The blowing dust events are typically most frequent in the spring; however, dust events can occur at any time of the year. The greatest impacts occur when the strong winds blow from the northwest which directs the dust plume inland over the Nipomo Mesa (as shown in the map above) where it can impact residents. A typical event tends to start around noon and end by the early evening, with peak impacts between 1 pm to 5 pm. The strongest events can result in blowing dust from 9 am to 7 pm, with peak impacts between noon and 6 pm. Being aware of typical dust plume characteristics, residents can plan to avoid peak dust impacts. Particulate concentrations typically return to background levels from the late evening to the morning, so these times are best (health wise) for outdoor activities and exercise.
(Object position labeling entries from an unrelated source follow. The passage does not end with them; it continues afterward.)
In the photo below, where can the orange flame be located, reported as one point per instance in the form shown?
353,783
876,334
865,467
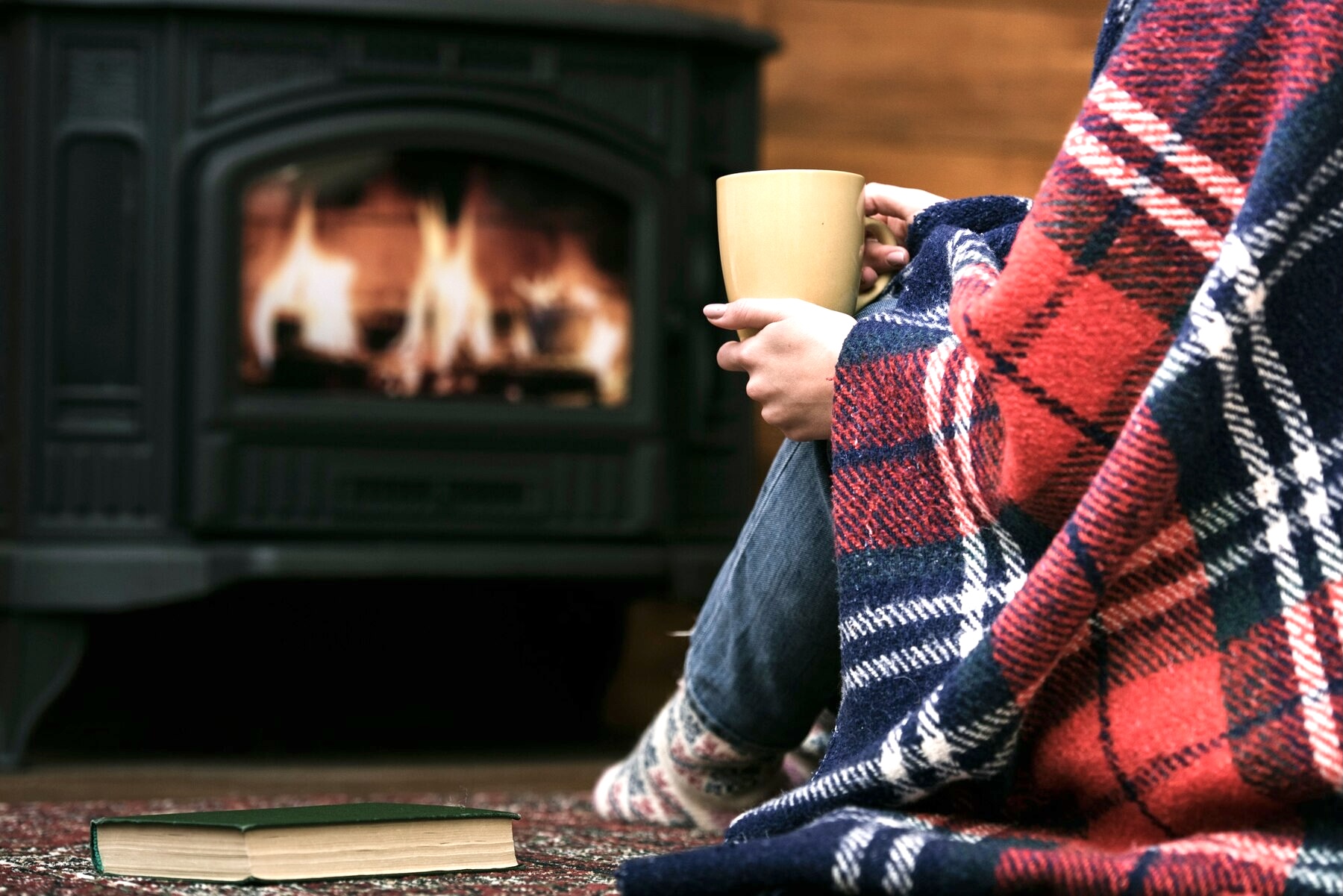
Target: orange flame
463,319
309,285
On November 16, 2011, the APCD Board approved the Coastal Dunes Dust Control Rule 1001 to require implementation of dust control measures on coastal dunes where vehicle activity occurs, to mitigate the impacts of the blowing dust. Mitigation efforts are currently underway.
** Please note the following in regards to the map above:
It is important to note that each wind-blown dust event has different characteristics, so the forecast zones on these maps are based on the estimated average magnitude of the particulate matter concentrations observed in each area.
Borders of each zone are approximate and not meant to be rigid boundaries. PM levels on either side of the boundary line are likely to be very similar.
The public should use the air quality forecasts as a guide to help plan their outdoor activities and protect their health during blowing dust episodes.